Potsdam, NY, Dec. 13, 2022 (GLOBE NEWSWIRE) -- Dr. Craig Merrett and Dr. Marcias Martinez of the Department of Mechanical and Aerospace Engineering recently won a $1.43M equipment grant from the Office of Naval Research. The grant will enable the acquisition of advanced material testing equipment for polymers, composites, and metals. The equipment will extend the testing capabilities within the Center for Advanced Material Processing (CAMP), the Holistic Structural Integrity (HolSIP) Laboratory, and the Aero-Servo-Thermo-Visco-Elasticity Laboratory (ASTVEL). Researchers and graduate students will be able to test materials from -40 ⁰C to 1200 ⁰C, and for a range of moisture levels.
This enhanced range of testing environments will further existing research on the fundamental behavior of polymers, composites and metals; and enable applied research improving structures and materials in the aerospace and maritime industries. Metals at high temperatures, polymers, and composites exhibit energy dissipation and a memory effect that are not well understood but lead to observed creep and stress relaxation in components manufactured from these materials. The creep and stress relaxation cause dimensional issues for high-precision assemblies, or contribute to incorrect estimates for the service life of a component. These behaviors are core elements of the field of viscoelasticity.

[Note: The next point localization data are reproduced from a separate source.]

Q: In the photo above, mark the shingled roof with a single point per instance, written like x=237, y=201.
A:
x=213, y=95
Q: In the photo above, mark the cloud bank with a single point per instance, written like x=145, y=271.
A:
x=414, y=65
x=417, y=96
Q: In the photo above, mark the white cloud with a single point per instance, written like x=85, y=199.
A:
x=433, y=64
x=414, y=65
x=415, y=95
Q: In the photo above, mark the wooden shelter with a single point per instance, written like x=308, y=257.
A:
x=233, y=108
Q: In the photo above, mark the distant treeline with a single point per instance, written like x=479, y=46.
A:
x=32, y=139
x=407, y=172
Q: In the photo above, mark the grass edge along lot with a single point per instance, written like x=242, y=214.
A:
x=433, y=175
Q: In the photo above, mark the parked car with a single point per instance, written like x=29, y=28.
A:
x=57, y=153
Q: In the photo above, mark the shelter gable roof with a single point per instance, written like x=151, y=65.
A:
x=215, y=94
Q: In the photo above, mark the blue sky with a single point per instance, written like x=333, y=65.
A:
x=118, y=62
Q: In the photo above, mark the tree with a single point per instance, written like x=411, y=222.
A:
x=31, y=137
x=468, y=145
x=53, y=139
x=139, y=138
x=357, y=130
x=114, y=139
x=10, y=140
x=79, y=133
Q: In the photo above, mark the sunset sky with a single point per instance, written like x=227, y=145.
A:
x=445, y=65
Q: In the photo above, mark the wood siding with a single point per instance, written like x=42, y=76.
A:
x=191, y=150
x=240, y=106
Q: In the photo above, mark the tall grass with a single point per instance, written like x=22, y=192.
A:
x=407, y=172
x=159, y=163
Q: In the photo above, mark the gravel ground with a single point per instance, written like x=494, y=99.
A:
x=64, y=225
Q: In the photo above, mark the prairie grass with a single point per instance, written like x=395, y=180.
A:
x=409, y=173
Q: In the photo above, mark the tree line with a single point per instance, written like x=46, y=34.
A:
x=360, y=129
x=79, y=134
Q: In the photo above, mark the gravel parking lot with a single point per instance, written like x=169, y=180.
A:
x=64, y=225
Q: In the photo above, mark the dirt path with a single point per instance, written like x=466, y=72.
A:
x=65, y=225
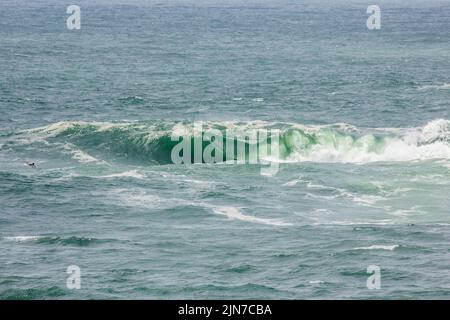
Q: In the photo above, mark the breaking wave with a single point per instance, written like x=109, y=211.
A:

Linear viscoelasticity was first introduced in the 1950s, and nonlinear viscoelasticity was developed in the 1970s; however, much of the field requires redevelopment following a mathematical proof published in 2009 that demonstrated that some of the earlier assumptions were incorrect. To formulate a new approach to viscoelasticity requires more detailed experiments involving meticulous control of temperature and moisture. Dr. Merrett and his graduate students have pursued this redevelopment leveraging existing testing equipment in CAMP, and custom-built test frames to collect the necessary data across multiple polymers. In collaboration with Dr. Martinez, existing computational models implemented in ANSYS and ABAQUS have been assessed and their errors quantified relative to exact, analytical solutions. The equipment provided by the DURIP funding is a substantial upgrade in testing capabilities over the existing equipment and will provide high-quality data and more training opportunities for graduate students on viscoelasticity.

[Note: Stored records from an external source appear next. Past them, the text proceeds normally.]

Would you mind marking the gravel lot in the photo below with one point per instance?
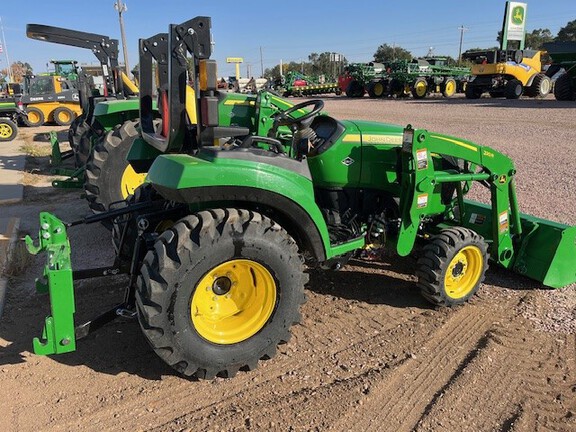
(369, 354)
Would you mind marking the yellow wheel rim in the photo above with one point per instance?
(130, 181)
(5, 130)
(463, 272)
(420, 88)
(233, 301)
(450, 88)
(64, 116)
(33, 117)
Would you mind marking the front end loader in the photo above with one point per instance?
(215, 241)
(106, 179)
(507, 73)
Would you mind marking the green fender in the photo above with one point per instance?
(218, 177)
(116, 111)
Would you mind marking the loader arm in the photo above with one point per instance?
(540, 249)
(423, 178)
(104, 48)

The practical applications of a new approach to viscoelasticity will first appear in aerospace and naval applications. The use of polymer composite materials has increased substantially in both fields over the last 20 years. Polymer composites promise high strength and stiffness for much less weight compared to conventional metal structures; however, the accuracy of current predictions of composite structures is limited by the existing understanding of viscoelasticity. The new approach enabled by the DURIP grant will improve the strength and stiffness predictions for components such as single-shear lap joints and double-shear lap joints. These joints are common in aircraft wings and fuselages, and naval hulls. They also appear in the support structures for satellites carrying telescopes for Earth observation. Further, the approach will support endeavors pursued by the HolSIP Laboratory for structural integrity and health monitoring of structures, and by ASTVEL in fluid-structure interactions of aircraft wings.
The DURIP grant will enable CAMP, HolSIP Laboratory, and ASTVEL to launch research in associated areas that involve viscoelasticity. A key area of interest is hypersonic vehicle design as these high-speed vehicles encounter high temperatures during flight. The aerodynamics of these vehicles are thoroughly studied; however, the structural implications of the high temperatures are less well-known. The high-temperature testing capabilities of the DURIP grant will allow testing of composites and metals up to 1200 ⁰C and the exploration of viscoelasticity under this temperature regime. The viscoelastic response of the structure under these conditions may lead to insight into the vehicle’s structural design. A second area of interest is developing advanced models for skin. These models will lead to improved medical devices that involve needles and skin insertion. An example is insulin delivery pumps that insert a needle into the patient’s tissue to provide a consistent delivery of insulin for up to 72 hours.